NVIDIA and Google infrastructure cuts AI inference costs

At the Google Cloud Next conference, Google and NVIDIA outlined their hardware roadmap designed to address the cost of AI inference at scale.

The companies detailed the new A5X bare-metal instances, which run on NVIDIA Vera Rubin NVL72 rack-scale systems. Through hardware and software codesign, this architecture aims to deliver up to ten times lower inference cost per token compared to previous generations, while concurrently achieving ten times higher token throughput per megawatt.

Connecting thousands of processors requires massive bandwidth to prevent processing delays. The A5X instances address this hardware challenge by pairing NVIDIA ConnectX-9 SuperNICs with Google Virgo networking technology.

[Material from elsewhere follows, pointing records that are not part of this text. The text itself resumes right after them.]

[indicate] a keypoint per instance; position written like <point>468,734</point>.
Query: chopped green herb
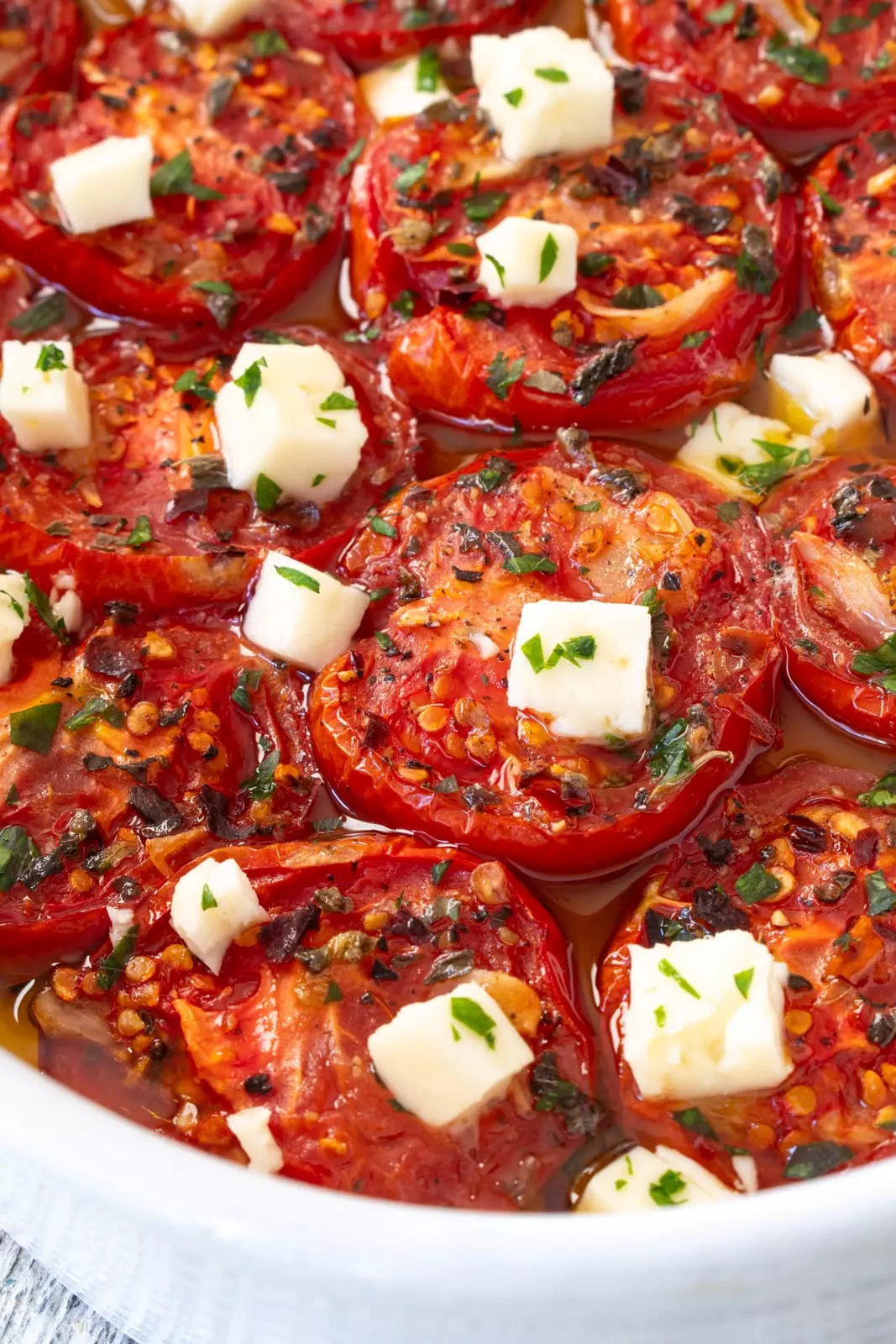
<point>298,577</point>
<point>266,492</point>
<point>34,727</point>
<point>470,1015</point>
<point>665,968</point>
<point>757,884</point>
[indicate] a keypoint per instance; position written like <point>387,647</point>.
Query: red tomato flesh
<point>835,535</point>
<point>840,999</point>
<point>799,96</point>
<point>687,255</point>
<point>156,765</point>
<point>412,726</point>
<point>265,136</point>
<point>150,457</point>
<point>286,1026</point>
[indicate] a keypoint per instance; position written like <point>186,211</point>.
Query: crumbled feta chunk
<point>103,185</point>
<point>746,454</point>
<point>644,1180</point>
<point>211,905</point>
<point>528,261</point>
<point>448,1058</point>
<point>544,92</point>
<point>43,396</point>
<point>705,1018</point>
<point>289,416</point>
<point>302,615</point>
<point>586,665</point>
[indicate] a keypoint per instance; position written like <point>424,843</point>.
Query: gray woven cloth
<point>36,1310</point>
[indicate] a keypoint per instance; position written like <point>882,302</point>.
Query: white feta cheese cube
<point>528,261</point>
<point>15,613</point>
<point>544,92</point>
<point>43,396</point>
<point>251,1129</point>
<point>705,1018</point>
<point>825,396</point>
<point>584,664</point>
<point>644,1180</point>
<point>746,454</point>
<point>405,87</point>
<point>289,414</point>
<point>448,1058</point>
<point>105,185</point>
<point>121,921</point>
<point>212,18</point>
<point>211,905</point>
<point>301,615</point>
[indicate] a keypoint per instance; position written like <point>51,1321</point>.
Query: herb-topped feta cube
<point>705,1018</point>
<point>825,396</point>
<point>301,615</point>
<point>405,87</point>
<point>289,423</point>
<point>528,261</point>
<point>644,1180</point>
<point>43,396</point>
<point>211,905</point>
<point>448,1058</point>
<point>103,185</point>
<point>746,454</point>
<point>15,613</point>
<point>584,665</point>
<point>251,1129</point>
<point>544,92</point>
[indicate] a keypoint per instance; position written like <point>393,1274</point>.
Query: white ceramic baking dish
<point>181,1247</point>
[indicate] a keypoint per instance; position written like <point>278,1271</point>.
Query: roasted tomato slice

This configuration scales to 80,000 NVIDIA Rubin GPUs within a single site cluster, and up to 960,000 GPUs across a multisite deployment. Operating at this scale requires sophisticated workload management, as routing data across nearly a million parallel processors demands exact synchronisation to avoid idle compute time.

Mark Lohmeyer, VP and GM of AI and Computing Infrastructure at Google Cloud, said: “At Google Cloud, we believe the next decade of AI will be shaped by customers’ ability to run their most demanding workloads on a truly integrated, AI‑optimised infrastructure stack.

“By combining Google Cloud’s scalable infrastructure and managed AI services with NVIDIA’s industry‑leading platforms, systems and software, we’re giving customers flexibility to train, tune, and serve everything from frontier and open models to agentic and physical AI workloads—while optimising for performance, cost, and sustainability.”

Sovereign data governance and cloud security requirements

Beyond raw processing capabilities, data governance remains a primary issue for enterprise deployments. Highly regulated sectors, including finance and healthcare, often stall machine learning initiatives due to data sovereignty requirements and the risks of exposing proprietary information.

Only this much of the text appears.